I
Погода, как это часто бывает в Заполярье, сменилась в одночасье, и еще недавно ярко пламеневшие осенние берега Печоры вдруг поблекли, стали буро-грязными и тоскливыми. Катер рыбинспекции "Люр", вспарывая черно-фиолетовую воду, дробно стучал мотором, и его монотонное "кту-кту-кту-кту" было слышно на многие километры над рекой.

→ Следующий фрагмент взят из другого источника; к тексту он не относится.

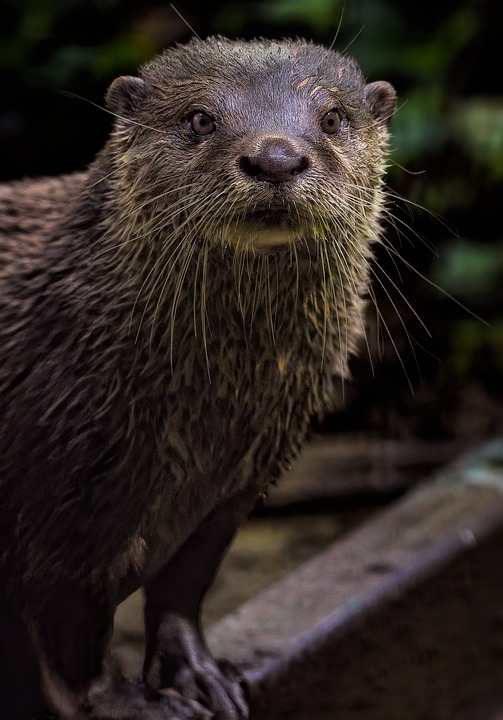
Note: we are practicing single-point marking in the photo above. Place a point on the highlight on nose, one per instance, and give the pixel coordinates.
(277, 160)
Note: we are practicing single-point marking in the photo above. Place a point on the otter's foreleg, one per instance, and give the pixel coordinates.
(71, 633)
(176, 652)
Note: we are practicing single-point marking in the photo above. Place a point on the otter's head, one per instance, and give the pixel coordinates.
(253, 146)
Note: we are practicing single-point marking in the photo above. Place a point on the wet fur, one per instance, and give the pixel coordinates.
(159, 366)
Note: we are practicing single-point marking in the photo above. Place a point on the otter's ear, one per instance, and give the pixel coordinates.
(380, 98)
(125, 96)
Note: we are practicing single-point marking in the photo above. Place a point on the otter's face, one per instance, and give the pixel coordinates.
(256, 146)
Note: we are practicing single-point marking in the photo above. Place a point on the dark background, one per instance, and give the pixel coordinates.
(437, 359)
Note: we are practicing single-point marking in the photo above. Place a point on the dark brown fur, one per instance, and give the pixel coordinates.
(170, 321)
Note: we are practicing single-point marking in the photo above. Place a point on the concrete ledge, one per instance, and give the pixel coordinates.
(400, 620)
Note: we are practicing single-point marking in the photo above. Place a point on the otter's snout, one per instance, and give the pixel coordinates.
(276, 160)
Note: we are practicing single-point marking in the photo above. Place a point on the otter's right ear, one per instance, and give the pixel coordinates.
(125, 96)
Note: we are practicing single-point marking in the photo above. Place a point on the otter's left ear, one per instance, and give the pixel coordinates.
(380, 98)
(125, 96)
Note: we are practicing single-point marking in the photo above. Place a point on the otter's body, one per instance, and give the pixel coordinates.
(170, 321)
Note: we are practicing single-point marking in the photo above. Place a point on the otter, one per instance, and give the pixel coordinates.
(171, 321)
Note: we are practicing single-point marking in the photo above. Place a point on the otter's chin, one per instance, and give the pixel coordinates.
(259, 237)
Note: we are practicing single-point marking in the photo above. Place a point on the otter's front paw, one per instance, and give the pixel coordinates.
(135, 701)
(187, 667)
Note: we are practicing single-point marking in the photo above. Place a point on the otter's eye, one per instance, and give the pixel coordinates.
(331, 122)
(202, 124)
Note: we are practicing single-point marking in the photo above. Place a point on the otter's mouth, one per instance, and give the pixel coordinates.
(263, 231)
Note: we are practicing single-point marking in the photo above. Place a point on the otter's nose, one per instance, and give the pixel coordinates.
(277, 160)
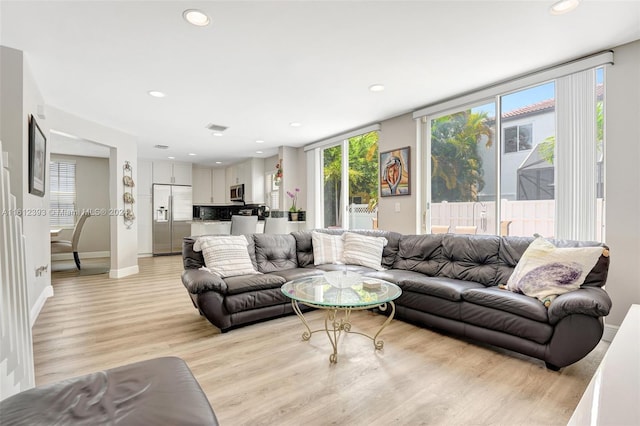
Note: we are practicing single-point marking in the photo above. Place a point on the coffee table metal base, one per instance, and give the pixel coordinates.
(337, 320)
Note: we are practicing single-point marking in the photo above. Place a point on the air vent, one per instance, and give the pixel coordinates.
(216, 128)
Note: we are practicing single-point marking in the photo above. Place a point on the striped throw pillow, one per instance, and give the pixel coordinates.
(327, 248)
(226, 256)
(364, 250)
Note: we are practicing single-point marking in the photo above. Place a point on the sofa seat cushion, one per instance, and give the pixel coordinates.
(247, 283)
(363, 270)
(430, 305)
(395, 275)
(198, 281)
(295, 273)
(445, 288)
(250, 300)
(504, 300)
(506, 322)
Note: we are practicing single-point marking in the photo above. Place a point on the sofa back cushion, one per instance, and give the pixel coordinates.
(364, 250)
(275, 252)
(420, 253)
(327, 248)
(512, 249)
(470, 258)
(304, 246)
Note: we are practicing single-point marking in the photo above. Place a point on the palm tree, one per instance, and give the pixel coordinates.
(456, 173)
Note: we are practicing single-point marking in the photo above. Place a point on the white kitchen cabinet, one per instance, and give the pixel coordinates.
(172, 173)
(251, 174)
(145, 177)
(144, 218)
(202, 185)
(209, 185)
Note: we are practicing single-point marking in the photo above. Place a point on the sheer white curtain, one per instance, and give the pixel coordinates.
(576, 156)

На палубе, подняв высокий воротник штатского полушубка, стоял Перегудов. Был он злой как черт, грыз своими крупными зубами папиросу и плевал в пенящуюся за бортом воду. Пистолет, выданный ему под расписку, тер подмышку, и Перегудов все время поправлял его, сдвигая ближе к груди. Работал он на Севере недавно, а в помощь рыбинспекции его командировали впервые, на выходные дни, когда печорские мужички браконьерили вовсю, а рыбнадзор со своим невеликим штатным расписанием бестолково носился по огромной реке, задерживая разве что только сотую часть нарушителей.
К отходу "Люра" Перегудов опоздал, и ему пришлось заплатить свои деньги за билет и на "Ракете" догонять катер. Сошел он в Каменке и долго торговался с красноносым поджарым мужиком, чтобы тот на своей моторке подкинул его до "Люра" (катер всего полчаса назад прошел мимо деревни). И хотя Перегудов показывал мужику свое удостоверение, тот равнодушно скользил взглядом по черным, некрашеным домам Каменки и твердил свое:
— А хоть и из милиции… Бензену нету. Есть чуть, дак к брату еще ехать…
Но "бензен" сразу нашелся, когда Перегудов из двух взятых с собой бутылок водки одну предложил мужику.
Глаза у того расцвели, щеки порозовели. Он сразу засуетился, подстелил на сиденье Перегудову вынутую из "бардачка" засаленную до невообразимости телогреечку, и через минуту они уже неслись по Печоре. За первым же поворотом реки открылся огромный залив, в котором култыхалось на сонных волнах с десяток моторок. Люди на них, свесившись за борт, что-то шарили руками в воде. Все они распрямились, некоторое время смотрели в сторону Перегудова, а потом вдруг разом, дернув за шнуры, взревели моторами и, прижимаясь к берегу, полувеером заскользили, обтекая лодчонку Перегудова.
Он поначалу даже вскочил на колени и хотел крикнуть: "А ну, жми наперерез!" Но, бросив взгляд на старенький моторчик, вяло махнул рукой. У мужичков на "казанках" стояло по паре моторов, и казалось, что днища их лодок вместе с задранными носами даже не касались воды.
— Того и гляди в небо улетят, — крякнул Перегудов, отворачиваясь. — От паразиты!.. — И потом, мотнув головой в сторону уходящих лодок: — Чё они тут?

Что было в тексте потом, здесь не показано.